Estimated reading time: 2 minutes, 55 seconds.
TODAY’S IDEA: One question every leader must ask when facing a challenge
— From Out Think: How Innovative Leaders Drive Exceptional Outcomes by G. Shawn Hunter
In his book Out Think, author G. Shawn Hunter shares lessons in business leadership and teamwork via interviews with renowned leaders. In one of his interviews, the author recalls asking Lincoln Crawley, Managing Director of ManpowerGroup (a leading staffing and recruitment company) if he could recall a watershed learning event in his career.
Crawley pointed to a time, about 15 years earlier, when one question made an enormous difference. He was trying to win a service contract for the firm for which he worked back then. He was the lead for this project, and he felt like David competing against Goliath in his industry. Everything pointed to him losing, as he was out-infrastructured (yes, I just made that word up…) and there was no way his firm could replicate the infrastructure of his competitor in the time required for the proposal.

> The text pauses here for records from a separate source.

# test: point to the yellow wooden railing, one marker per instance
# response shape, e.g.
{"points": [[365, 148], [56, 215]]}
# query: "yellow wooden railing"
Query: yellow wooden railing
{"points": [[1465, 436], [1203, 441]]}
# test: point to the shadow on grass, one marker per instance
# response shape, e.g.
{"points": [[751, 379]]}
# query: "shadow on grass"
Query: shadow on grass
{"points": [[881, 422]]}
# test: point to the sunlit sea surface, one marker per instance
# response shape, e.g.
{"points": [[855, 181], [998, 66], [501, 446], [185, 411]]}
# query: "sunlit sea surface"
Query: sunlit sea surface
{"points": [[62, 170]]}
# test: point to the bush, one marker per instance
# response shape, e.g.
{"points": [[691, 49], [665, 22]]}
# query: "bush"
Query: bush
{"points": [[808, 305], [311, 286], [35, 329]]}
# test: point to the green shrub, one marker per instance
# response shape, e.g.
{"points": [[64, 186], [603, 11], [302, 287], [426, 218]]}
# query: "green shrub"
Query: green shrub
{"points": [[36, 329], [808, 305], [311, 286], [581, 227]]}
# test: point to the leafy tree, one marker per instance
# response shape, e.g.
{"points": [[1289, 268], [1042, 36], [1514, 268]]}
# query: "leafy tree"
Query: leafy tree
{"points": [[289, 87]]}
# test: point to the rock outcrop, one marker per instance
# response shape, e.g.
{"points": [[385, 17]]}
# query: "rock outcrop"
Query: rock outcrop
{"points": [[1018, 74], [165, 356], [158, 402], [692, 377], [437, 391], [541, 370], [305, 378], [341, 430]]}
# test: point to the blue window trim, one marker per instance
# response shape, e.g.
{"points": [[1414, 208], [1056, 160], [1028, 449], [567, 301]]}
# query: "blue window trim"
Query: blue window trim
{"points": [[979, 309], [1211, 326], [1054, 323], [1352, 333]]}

“In discussions, during the proposal process, the people around Crawley described the technical and financial the company faced as insurmountable,” writes Hunter.
However, Crawley had a conversation with an external mentor, where the latter said he understood the issues and concerns raised, and then asked, “If it were possible, what would the solution look like?”
That one question is what unleashed possibility.
“That simple phrase, ‘if it were possible,’ gave the team permission to speculate and open up a whole new conversation. It was an invitation to dream.”
Crawley and his team then got to work, came up with a plan, and gave it to the prospective client.
The result?
They won the contract.
“I’ve taken those few words with me all through my career,” Crawley says. The author goes on to note that this phrase has been especially important when Crawley “can’t see his way around a particularly difficult situation [or] when the competitor seems unbeatable.”
Asking, “If it were possible, what would it look like? [Puts] you in a completely different environment where you’re not now talking about why you haven’t done something,” Crawley states. Instead, “You’re actually talking about how can we make this happen. It changes the conversation.”
Crawley pointed out a curious thing during the in the interview with the author: He didn’t fully recognize the power of asking this question in the face of a challenge until many years later, when he had a team of his own.
“Only then,” writes the author, “did he recognize that these four words opened up the capabilities and imagination of his team.”
To conclude, Hunter writes, “When we see that our teams are stymied, we should try asking them to use their imagination.”
The phrase, “If it were possible…?” is the one question every leader must ask when facing a challenge. It produces a mind-shift that enables both, the leader and the team, to focus on what’s possible. And by focusing on the possibility set amongst the constraints, and not on the obstacles themselves, this question lets the answers and solutions flow freely.
ACTION
TODAY: What challenge are you facing where you seem to be stuck? Ask yourself and your team, “If it were possible what would it look like?” and let your imagination run wild. A few answers will be crazy and undoable, but you’ll also come up with one or more that will reveal how it can, indeed, be possible.
FUTURE: Make it a habit of asking, “If it were possible…” whenever you are facing a challenge that seems insurmountable.